Publication Type : Journal Article
Publisher : Procedia Computer Science
Source : Procedia Computer Science, Volume 143, p.258 - 266 (2018)
Url : http://www.sciencedirect.com/science/article/pii/S187705091832091X
Keywords : Artificial Neural Network, Deep Neural Network, Extreme Learning Machines, Forecasting, Gaussian process regression, Least Square Support Vector Machine, multiple regression, Random forest, Smart Water Management
Campus : Coimbatore
School : School of Engineering
Department : Computer Science
Year : 2018
Abstract : There is an ever growing demand of water due to the factors like global warming, urbanization and population growth. The situation demands to use more efficient planning which can be attained by technological advancement like Internet of things and smart systems. The cost related to water management system can be optimized by using prediction. The future demand for water could be better modeled with forecasting techniques.

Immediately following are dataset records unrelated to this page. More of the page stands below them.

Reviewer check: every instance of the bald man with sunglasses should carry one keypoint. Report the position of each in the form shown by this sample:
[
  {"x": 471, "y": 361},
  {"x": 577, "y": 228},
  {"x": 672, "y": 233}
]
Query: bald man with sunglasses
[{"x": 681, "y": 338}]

A collection of techniques (Artificial Neural Network (ANN), Deep Neural Network (DNN), Extreme Learning Machines (ELM), Least Square Support Vector Machine (LSSVM), Gaussian process regression (GPR), Random Forest (RF), multiple regression have been applied to analyze the performance in water demand forecasting using the common evaluation criteria. The work is aimed at short term prediction using hourly and daily intervals. A good performance was obtained through the ANN model for all short term predictions.
Cite this Research Publication : P. Vijai and Dr. Bhagavathi Sivakumar P., “Performance comparison of techniques for water demand forecasting”, Procedia Computer Science, vol. 143, pp. 258 - 266, 2018.